23

189 15 78
                                    

Yarıştan bir gün önce, 19:27

Touch my neck and I'll touch yours
You in those little high waisted shorts, oh
She knows what I think about
And what I think about
One love, two mouths
One love, one house
No shirt, no blouse
Just us, you find out
Nothing that I wouldn't wanna tell you about, no
'Cause it's too cold for you here
And now, so let me hold
Both your hands in the holes of my sweater

"Both your hands in the holes of my sweater" arka da çalan şarkıya eşlik ederken yatağın üstünde ki kıyafetlerimi topladım. Eve geri döndüğümüz de giymek için yatağın köşesine bıraktım ve odada ki banyoya girdim.

Rafin üstünde ki tarağımı alıp saçlarımı taradıktan sonra geri yerine koydum ve saçlarımın bir kısmını alıp arka da topladım. Perçemlerim yüzümün iki yanına düştüğünde biraz geriye ittim.

Altıma giydiğim mini deri eteği biraz aşağı doğru çekiştirdim. Üşüyeceğimi biliyordum, bunun için eteğimin altına siyah çoraplarımı giymiştim bacağımın tamamen çıplak kalmaması için. Bacağımı tamamen saran çorapların bir nebze de olsa sıcak tutacağını düşünmüştüm ama hayır, şimdiden üşümüştüm.

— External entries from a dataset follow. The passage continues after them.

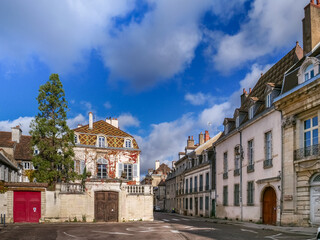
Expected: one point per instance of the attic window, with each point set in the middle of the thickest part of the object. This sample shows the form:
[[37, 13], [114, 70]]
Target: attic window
[[309, 72], [251, 112], [268, 100]]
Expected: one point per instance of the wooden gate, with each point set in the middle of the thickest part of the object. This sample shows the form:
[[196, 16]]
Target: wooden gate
[[106, 206], [26, 206], [269, 206]]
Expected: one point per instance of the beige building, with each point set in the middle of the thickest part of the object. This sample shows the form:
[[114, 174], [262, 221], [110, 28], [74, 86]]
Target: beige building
[[248, 154], [299, 103]]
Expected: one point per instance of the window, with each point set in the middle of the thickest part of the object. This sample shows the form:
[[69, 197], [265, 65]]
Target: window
[[128, 143], [237, 160], [236, 195], [268, 150], [225, 165], [238, 121], [102, 171], [251, 112], [268, 100], [309, 73], [250, 156], [207, 203], [250, 193], [207, 181], [225, 195], [102, 141]]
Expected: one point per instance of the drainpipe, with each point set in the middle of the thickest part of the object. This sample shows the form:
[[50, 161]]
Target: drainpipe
[[241, 158]]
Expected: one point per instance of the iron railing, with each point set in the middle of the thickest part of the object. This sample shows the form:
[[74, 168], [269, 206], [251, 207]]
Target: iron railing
[[302, 153]]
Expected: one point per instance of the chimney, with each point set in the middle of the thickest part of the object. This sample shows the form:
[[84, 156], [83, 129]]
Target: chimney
[[16, 133], [206, 136], [201, 139], [113, 121], [243, 96], [157, 164], [311, 26], [90, 120]]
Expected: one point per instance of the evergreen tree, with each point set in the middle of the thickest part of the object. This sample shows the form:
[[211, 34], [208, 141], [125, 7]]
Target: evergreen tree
[[51, 136]]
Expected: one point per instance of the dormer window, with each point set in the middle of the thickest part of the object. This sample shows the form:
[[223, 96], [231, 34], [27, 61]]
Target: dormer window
[[237, 121], [309, 72], [102, 141], [128, 143], [251, 112], [268, 100]]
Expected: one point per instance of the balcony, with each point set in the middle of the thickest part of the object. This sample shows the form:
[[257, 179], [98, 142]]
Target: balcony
[[267, 163], [250, 168], [306, 152], [225, 175]]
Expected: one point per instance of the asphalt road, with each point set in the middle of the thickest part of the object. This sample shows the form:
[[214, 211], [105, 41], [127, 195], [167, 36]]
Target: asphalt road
[[165, 226]]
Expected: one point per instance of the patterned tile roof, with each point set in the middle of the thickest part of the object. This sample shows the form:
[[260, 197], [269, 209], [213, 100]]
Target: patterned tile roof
[[115, 136]]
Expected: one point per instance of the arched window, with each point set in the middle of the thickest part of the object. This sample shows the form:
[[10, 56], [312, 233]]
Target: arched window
[[128, 143], [309, 72]]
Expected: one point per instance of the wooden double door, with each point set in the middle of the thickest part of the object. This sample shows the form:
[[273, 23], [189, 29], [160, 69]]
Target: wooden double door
[[269, 206], [106, 206]]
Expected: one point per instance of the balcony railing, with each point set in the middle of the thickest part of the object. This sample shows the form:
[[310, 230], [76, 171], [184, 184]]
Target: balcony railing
[[267, 163], [250, 168], [302, 153]]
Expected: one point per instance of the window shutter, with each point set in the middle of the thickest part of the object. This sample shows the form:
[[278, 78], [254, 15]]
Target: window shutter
[[120, 169], [135, 170]]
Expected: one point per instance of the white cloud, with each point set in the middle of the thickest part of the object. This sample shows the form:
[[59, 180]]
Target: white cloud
[[23, 122], [107, 105], [271, 26], [198, 98], [127, 120]]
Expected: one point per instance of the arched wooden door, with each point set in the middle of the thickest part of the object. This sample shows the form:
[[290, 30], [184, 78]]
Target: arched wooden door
[[269, 206]]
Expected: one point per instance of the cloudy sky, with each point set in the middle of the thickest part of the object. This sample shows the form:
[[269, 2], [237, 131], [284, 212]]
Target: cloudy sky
[[167, 69]]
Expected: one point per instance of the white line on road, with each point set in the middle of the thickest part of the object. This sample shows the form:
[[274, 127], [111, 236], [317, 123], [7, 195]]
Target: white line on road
[[247, 230], [114, 233], [274, 236], [69, 235]]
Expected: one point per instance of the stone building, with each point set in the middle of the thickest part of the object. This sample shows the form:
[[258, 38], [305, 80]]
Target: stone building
[[299, 103], [106, 152], [248, 154]]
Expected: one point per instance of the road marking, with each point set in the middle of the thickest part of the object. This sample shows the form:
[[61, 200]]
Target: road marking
[[274, 236], [69, 235], [247, 230], [114, 233]]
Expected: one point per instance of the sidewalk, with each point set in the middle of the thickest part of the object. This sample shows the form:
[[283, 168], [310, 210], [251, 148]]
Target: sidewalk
[[308, 231]]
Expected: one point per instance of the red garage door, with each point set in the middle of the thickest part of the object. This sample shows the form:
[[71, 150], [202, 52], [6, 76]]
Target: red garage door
[[27, 206]]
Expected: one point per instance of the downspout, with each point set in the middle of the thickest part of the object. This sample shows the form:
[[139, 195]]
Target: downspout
[[241, 158]]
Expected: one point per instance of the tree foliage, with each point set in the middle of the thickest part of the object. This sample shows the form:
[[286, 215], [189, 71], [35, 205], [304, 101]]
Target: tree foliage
[[51, 136]]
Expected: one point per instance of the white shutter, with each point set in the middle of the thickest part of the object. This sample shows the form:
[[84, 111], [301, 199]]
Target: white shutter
[[82, 166], [135, 170], [120, 169]]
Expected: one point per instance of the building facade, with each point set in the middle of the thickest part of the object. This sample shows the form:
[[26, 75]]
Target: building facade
[[299, 103], [248, 154]]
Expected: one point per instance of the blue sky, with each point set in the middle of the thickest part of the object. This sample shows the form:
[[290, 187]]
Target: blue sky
[[164, 68]]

Diğer günlere göre bu gün daha soğuktu ya da ben öyle hissediyordum, bilmiyorum. En azından üstüme giydiğim siyah kazağım sıcak tutabilecekti beni. Uçlarını eteğin içine düzgün bir şekilde soktuktan sonra saçlarımı omzundan geriye attım.

Bir kaç gün önce Jeno evde yokken Juyeon ile eve gitmiş ve eşyalarımın bir kısmını alıp onun evine gelmiştik. Her ne kadar onun odasında kalıp kendisinin misafir odasında kalabileceğini söylese de red etmiştim. Ve onun ima ettiği gibi yetersiz bir oda değildi. Ve güzeldi, o evde ki odadan daha çok bana ait gibi hissettiriyordu bu oda. Bu yüzden herhangi bir isteksizliğim yoktu.

Yarın yarış vardı, saat kaçta olduğunu hâlâ daha bilmiyordum ve sormamıştım da. Juyeon'un bana bu bilgilendirmeyi uygun zamanda yapacağını biliyordum.

Bu gün ise Yeeun ortaya bir fikir atmış ve yarın olan yarış için kutlama yapmayı teklif etmişti. Aslında bu tarz bir kutlama olabileceğini hiç düşünmemiştim. Ayrıca düşünsem bile bunu kesinlikle yarıştan sonra olacağını düşünürdüm. Yarıştan önce ki akşam yarış için kutlama yapmak, alışa gelmiş bir durum değildi.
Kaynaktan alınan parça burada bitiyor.